Media training can prepare your officers as your first line of defence with the media.
As the curtain closed on 2016, Navigate Response’s Singapore office went through a flurry of end of year training sessions with the majority held in conjunction with client’s annual Officer Training seminars.
From Manilla to Mumbai, Singapore to Shanghai, the destinations tend to depend on the chosen crewing centres for the operators. Traditionally these were just an opportunity for companies to instil and reinforce safety standards, the company ethos and discuss operational issues however increasingly savvy operators are injecting a media training component for their people in the front line.
Consider the mechanics of a shipping incident, it’s the officers and crew on board the vessel that are, in their own way, the first responders.
They deal with the emergency as it happens and raise the alarm with the company about the situation. They enact the years of training that they’ve received to ensure the safety of themselves and their fellow crew members, they follow the procedures to minimise the damage to the vessel and the environment.
But very few of them will know what to do to help minimise the potential damage to the company’s reputation.

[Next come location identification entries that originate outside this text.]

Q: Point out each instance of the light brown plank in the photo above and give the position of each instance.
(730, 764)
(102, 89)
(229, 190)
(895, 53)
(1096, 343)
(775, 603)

Regardless of the experience and expertise of your media responders or the coolness and charisma on camera of your senior management, if the damage has been done early, if the proverbial cat is out of the bag because of the crew, then you’re already reacting to the damage done rather than proactively managing the situation. This can be fatal for a hard-earned reputation.
Social media is of course the biggest pitfall, a posted video of an incident can instantly go viral and become global news, but media attention can also grow from a far subtler seed.
A simple message to loved ones about an evacuation, or the naming of a fallen workmate in a tribute, can trigger a media feeding frenzy in the continually monitored digital world. Other dangers include phone calls from enquiring journalists, a media scrum as they return to port and unwanted media advances to family and friends. Often the secret for sailors during a crisis is what NOT to do rather than what to do.
Arm your staff with an interactive media seminar session for officers with clear do’s and don’ts, templates for dealing with media and examples of the damage that can be done to career and company.
Just because officers and crew are world travelled, doesn’t mean they’re worldly. In many ways life at sea is a bubble-like existence which shields sailors from the constant churn of 24-hour news cycles, viral videos and information overload.
A short, simple, straightforward training session steels them to channel media enquiries to your chosen spokespeople and reinforces the perception of a professional and capable company.
The other huge advantage of these sessions is that they reaffirm to seafaring staff that the company has their back in times of crisis and that engenders trust and loyalty.